I had a credit union account from the 80's and as of the 90's my SSN was printed on each monthly statement.

Both were before the "digital age" and neither could be considered "in a locked filing cabinet" nor under my control.

[ben1040]

You don't even have to be that old to remember this time.

I went to a well-known university and they used SSNs as student ID number until roughly 2001-2002. The first half of my university career, my SSN wound up on every Scantron sheet, exam blue book, and term paper I handed in. It was printed on the front of my ID, and even after they recalled old IDs and replaced them with non-SSN cards, the magstripe track data still had your SSN on it because some old dining hall POS system or something like that hadn't been converted.

It was like fish in a barrel for fraudsters, just root around in the trash after finals week and grab people's term papers. I had quite a few friends who discovered that during the time they were attending college, someone had opened a cell phone (or a credit card, in one person's case) in their name.
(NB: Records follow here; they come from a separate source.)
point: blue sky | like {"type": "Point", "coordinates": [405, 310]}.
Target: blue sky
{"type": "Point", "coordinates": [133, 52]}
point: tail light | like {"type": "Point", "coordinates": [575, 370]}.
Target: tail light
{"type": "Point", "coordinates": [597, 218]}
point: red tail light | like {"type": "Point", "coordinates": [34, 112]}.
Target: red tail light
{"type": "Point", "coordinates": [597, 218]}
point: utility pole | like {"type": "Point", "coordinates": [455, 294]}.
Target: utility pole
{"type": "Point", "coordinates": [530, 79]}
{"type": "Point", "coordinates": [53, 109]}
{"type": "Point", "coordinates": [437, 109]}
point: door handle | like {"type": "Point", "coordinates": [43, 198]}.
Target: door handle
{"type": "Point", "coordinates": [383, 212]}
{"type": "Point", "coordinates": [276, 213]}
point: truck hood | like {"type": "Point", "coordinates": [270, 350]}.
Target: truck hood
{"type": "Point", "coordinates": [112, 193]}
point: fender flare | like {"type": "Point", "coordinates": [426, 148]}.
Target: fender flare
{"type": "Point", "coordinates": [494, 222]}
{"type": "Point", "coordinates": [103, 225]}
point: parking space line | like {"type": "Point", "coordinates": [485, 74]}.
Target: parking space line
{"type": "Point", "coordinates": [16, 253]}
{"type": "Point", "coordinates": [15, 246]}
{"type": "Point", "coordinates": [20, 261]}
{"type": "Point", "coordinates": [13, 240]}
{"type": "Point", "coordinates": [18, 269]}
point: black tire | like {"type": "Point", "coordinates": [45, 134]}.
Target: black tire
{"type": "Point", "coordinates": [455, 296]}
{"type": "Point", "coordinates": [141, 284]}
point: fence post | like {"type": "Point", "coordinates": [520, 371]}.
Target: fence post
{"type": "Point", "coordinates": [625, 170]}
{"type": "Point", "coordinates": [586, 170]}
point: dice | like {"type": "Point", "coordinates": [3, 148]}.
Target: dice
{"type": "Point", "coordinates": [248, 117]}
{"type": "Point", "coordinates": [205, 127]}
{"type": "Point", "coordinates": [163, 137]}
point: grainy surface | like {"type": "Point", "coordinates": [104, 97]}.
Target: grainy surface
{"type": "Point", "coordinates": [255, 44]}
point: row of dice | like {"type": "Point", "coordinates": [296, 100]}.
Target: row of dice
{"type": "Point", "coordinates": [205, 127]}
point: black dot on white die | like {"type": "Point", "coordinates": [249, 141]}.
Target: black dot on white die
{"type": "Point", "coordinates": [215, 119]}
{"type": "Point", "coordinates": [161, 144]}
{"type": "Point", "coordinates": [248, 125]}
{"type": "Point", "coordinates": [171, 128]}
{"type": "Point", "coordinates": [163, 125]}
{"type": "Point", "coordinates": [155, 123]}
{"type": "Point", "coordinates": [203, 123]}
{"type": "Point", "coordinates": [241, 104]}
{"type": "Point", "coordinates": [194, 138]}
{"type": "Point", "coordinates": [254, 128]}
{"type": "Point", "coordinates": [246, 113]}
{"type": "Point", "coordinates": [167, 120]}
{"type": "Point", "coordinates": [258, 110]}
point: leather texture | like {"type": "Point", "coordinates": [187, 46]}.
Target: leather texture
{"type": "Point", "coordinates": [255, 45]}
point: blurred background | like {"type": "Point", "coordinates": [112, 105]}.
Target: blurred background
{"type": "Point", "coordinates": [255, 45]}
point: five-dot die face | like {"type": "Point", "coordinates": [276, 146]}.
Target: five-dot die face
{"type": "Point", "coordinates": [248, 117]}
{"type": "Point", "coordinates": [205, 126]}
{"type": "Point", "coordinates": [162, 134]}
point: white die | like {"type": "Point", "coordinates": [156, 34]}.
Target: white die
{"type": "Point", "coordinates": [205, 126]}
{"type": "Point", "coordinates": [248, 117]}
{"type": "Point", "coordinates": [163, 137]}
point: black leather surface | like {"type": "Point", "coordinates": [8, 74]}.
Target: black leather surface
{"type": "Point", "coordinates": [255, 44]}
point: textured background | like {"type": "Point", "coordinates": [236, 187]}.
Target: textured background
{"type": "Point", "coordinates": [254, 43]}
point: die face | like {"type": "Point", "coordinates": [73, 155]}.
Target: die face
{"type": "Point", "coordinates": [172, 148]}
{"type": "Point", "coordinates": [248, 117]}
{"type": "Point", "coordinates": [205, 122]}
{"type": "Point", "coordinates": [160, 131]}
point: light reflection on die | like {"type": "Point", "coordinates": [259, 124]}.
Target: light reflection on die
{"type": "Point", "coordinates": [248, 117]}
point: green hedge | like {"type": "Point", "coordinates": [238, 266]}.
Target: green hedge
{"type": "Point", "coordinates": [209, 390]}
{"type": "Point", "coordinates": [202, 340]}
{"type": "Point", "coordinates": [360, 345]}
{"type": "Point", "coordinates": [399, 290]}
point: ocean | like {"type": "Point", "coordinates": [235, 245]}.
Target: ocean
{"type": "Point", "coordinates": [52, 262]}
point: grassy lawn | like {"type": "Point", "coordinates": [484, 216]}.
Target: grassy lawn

This was before the days of the free annual credit report law. So these folks never pulled their own files, and only discovered the fraud years after graduation, when they went to apply for a car or home loan and got denied.

[toss1]

And both were probably illegal at the time. When Social Security was created, people were concerned about it becoming a de-facto national ID system, and it was illegal to use SSNs as an ID for anything other than taxes and Social Security Biz.

Medical insurance companies commonly broke the law but skirted it by saying it was "optional", and of course not telling anyone about the option. At least several times when I applied for insurance, I filled in "Assign ID" and had to correct the first level agent who insisted that I needed to provide and SSN. Patiently insisting that they needed to escalate the call, the first higher-level agents who knew would immediately accept it.

This sort of sloppyness confusing an IDentifier with an authentication has now gotten us into a world of trouble.

[otakucode]

Heh, it actually changed while I was in college. As a CS student, one of the required courses was a 'Computers and Society' course which was basically sort of like a 'where ethics meets technology' course, talking about the social impact of code and computing. The kind of thing many people today seem to have need to attend. But anyhow, during it we mentioned 'hey, why are our student IDs, used everywhere, our SSNs? Isn't that unsafe?' and we actually ended up getting it changed.

Didn't stop some professors from continuing to use them. I had one prof who would use the last 4 digits (oh, only the last 4, those aren't the most important ones or anything) as a way to post psuedoanonymous grades after tests.